When building an automated English translation workflow for my WordPress blog, I wanted to solve one core problem:

Letting the AI read the full context of an article in a single pass to achieve English quality closer to a complete human re-translation, while preserving Gutenberg blocks, code blocks, HTML tags, and link structures.

SlyTranslate’s original block translation mechanism prioritizes compatibility and stability by splitting Gutenberg content into multiple fragments and calling the model separately for each. For typical short articles, this approach is usually acceptable. However, for long articles containing numerous technical terms, contextual dependencies, and code blocks, chunked translation often leads to inconsistent terminology, disjointed sentences, and a lack of coherence across sections.

Therefore, instead of continuing to increase the chunk character limit, this test adhered to the following approach:

  • Translate the title separately;
  • Translate the excerpt separately;
  • Call GLM-5.2 only once for the main content;
  • Replace code blocks and inline code with placeholders beforehand;
  • Restore the original Gutenberg content after translation;
  • Save to the Polylang English article only after all validations pass.

Ultimately, the single-pass call for the main content succeeded. However, the backend still returned an error that appeared quite severe:

JSON
{
    "code": "invalid_translation_runaway_output",
    "message": "The translated output is far longer than the source text, indicating the model entered a runaway generation loop or appended hallucinated content.",
    "data": null
}

After tracing the execution path, I discovered that the model had not actually run away with its generation. Instead, after the custom single-pass translation completed, SlyTranslate’s original translation workflow executed a second time.

This article documents the complete troubleshooting process, from “model output anomaly” to “duplicate REST route execution.”

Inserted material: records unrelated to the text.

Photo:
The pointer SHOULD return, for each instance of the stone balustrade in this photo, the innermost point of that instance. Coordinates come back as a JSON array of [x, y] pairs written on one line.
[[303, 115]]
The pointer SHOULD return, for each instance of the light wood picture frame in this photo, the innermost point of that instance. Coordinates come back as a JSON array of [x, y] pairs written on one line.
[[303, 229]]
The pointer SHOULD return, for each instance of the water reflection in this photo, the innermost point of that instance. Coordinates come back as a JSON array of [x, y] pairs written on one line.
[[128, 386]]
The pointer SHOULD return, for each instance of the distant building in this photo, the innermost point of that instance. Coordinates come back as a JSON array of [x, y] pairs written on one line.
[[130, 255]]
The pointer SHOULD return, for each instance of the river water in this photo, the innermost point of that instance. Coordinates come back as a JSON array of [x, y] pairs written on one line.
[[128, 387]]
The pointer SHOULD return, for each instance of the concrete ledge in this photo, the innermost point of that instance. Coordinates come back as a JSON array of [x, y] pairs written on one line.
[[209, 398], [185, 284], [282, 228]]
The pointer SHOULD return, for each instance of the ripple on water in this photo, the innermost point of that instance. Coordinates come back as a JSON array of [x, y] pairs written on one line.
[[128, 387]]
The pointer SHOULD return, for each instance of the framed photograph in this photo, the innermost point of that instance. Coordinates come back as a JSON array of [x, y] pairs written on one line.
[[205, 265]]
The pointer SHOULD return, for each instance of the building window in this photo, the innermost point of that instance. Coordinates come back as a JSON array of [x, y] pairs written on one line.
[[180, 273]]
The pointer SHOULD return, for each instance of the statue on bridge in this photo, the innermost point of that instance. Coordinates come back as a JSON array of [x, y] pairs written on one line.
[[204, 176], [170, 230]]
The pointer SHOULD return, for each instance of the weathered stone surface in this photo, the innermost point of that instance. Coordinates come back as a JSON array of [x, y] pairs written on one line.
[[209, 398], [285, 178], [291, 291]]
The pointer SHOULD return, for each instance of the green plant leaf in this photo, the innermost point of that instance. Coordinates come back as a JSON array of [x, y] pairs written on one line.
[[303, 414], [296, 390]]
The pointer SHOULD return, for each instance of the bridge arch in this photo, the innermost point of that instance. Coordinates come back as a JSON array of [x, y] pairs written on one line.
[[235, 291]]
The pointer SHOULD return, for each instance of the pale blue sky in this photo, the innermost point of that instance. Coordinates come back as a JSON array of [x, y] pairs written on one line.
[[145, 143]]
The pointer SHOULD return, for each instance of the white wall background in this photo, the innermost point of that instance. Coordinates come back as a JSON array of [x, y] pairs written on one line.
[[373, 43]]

1. Complexity of the Test Article

This test used a real, long WordPress technical article:

Plaintext
Article ID: 19372
Content character count: 232908
Content size: 242338 Bytes
Top-level Gutenberg blocks: 463
Code Block Pro blocks: 54

The article primarily documents the link repair process across WordPress, Polylang, W3 Total Cache, WPCode, Nginx, and a multi-domain environment.

The 54 Code Block Pro blocks contain not only commands and configurations but also complete:

  • textarea raw code;
  • pre.shiki highlighted HTML;
  • Gutenberg block comments;
  • JSON block attributes;
  • Paths, domains, and URLs;
  • Bash, PHP, JavaScript, and plain text content.

Feeding the entire Gutenberg source code directly to the model for translation would not only waste substantial context but also risk rewriting Chinese comments, HTML attributes, or Shiki highlighting structures within the code blocks.

Therefore, a single-pass translation does not mean sending the raw article to the model unprocessed.

2. Basic Concept of the Single-Call Approach

In this approach, I first used SlyTranslate’s client-side translation workflow to read the article and split the content into three main translation units:

Plaintext
title
content
excerpt

Specifically:

  • The title is called separately as short text;
  • The excerpt is called separately as short text;
  • The main content, after protection, calls GLM-5.2 only once.

Complete code blocks are first replaced with block placeholders, while inline code, URLs, and other content that should not be translated use inline placeholders.

When the main content is sent to the model, it primarily sees standard paragraphs, headings, lists, and placeholders, rather than a complete code structure spanning over 200,000 characters.

The main parameters used during the content call phase are:

Plaintext
model: glm-5.2
thinking: disabled
max_tokens: 32768
timeout: 600 seconds

I also added a single-request guard: during the content translation phase, only one Zhipu /chat/completions request is allowed. Any additional content requests should be treated as process anomalies rather than automatic retries.

[Figure 1, Selecting GLM-5.2 in the SlyTranslate backend and starting translation]
[Figure 1, Selecting GLM-5.2 in the SlyTranslate backend and starting translation]

3. Why I Did Not Continue with Chunk Parameter Optimization

During troubleshooting, I briefly considered raising SlyTranslate’s content chunk character limit to:

Plaintext
60000

On the surface, this would reduce the number of chunks and increase the context length per request.

However, further analysis revealed that this article contains 54 Code Block Pro blocks. SlyTranslate’s original workflow treats non-translatable code blocks as interval boundaries, so even raising the character limit to 60000 would not merge the text before and after the code blocks into a complete context.

The result would still likely require dozens of API calls.

While this type of parameter optimization might improve stability, it cannot truly achieve the original goal:

Letting the model see the logical relationships of the entire article and achieving quality as close as possible to a complete human re-translation.

Therefore, I ultimately decided to continue troubleshooting the single-pass content call instead of reverting to the native chunking workflow.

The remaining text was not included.